As for the school’s heretofore powerhouse football team, the Fighting Scapegoats, Ricco Bastardo proclaimed that he was far more knowledgeable than the scouting reports compiled on upcoming opponents. Moreover, he insisted he knew more about football than the coaches. And he continued to hold himself blameless as the team went down to a humiliating string of defeats.
He decided the entire administrative structure of the university needed a change to shake off perceived (by him) doldrums. He announced four key appointments and a string of controversial changes:
- Viziato Bastardo, his oldest son, was named Dean of Student Life;
- Son-in-law Ignorante Opportunista, Dean of Arts and Sciences;
- Daughter Splendido Opportunista (wife of Ignorante) Administrative Vice President;
- Unemployed Uber driver Rancido Mungere, was named school band director. His first move was to abolish racial quotas by removing all the black keys from the orchestra piano.
- Cooperative programs with other universities were promptly abolished by Ricco, who said they were not in Hope and Change’s best interests.
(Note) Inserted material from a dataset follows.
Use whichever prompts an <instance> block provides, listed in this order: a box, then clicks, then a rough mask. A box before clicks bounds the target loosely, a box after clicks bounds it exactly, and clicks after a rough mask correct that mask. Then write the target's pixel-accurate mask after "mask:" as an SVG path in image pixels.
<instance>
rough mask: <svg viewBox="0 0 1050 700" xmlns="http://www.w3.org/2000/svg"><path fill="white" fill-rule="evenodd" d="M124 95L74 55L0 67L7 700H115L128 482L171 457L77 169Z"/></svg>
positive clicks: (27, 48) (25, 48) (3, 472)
He then entered into new cooperative agreements between Hope and Change’s advanced computer technology programs and a local animal husbandry school’s goat farm.
- He converted the university’s power and heating systems to coal-fired furnaces and put the dining hall on an all-fried fast-food menu.
- Even as he vocally lamented the “invasion of third-world students” enrolled at Hope and Change, he employed undocumented workers for Buildings and Grounds maintenance.
Both the Economics and Earth Sciences departments lost their accreditation within the first year of Ricco’s administration.
Finally, when Hope and Change University’s newspaper published an editorial critical of the loss of important research grants under his administration, Ricco abolished the publication, calling it the “enemy of the students.”
And whenever he was criticized for any of his actions, which was often, he invariably responded not with diplomatic, tactful explanations—ways in which he could defend his actions in a concise, orderly, structured manner, but with 280-character tweets, a practice that his peers felt was demeaning and beneath the dignity of a university president.
But those out in the countryside who had never been to college, some of whom never finished high school, were greatly pleased.
He was communicating on their level.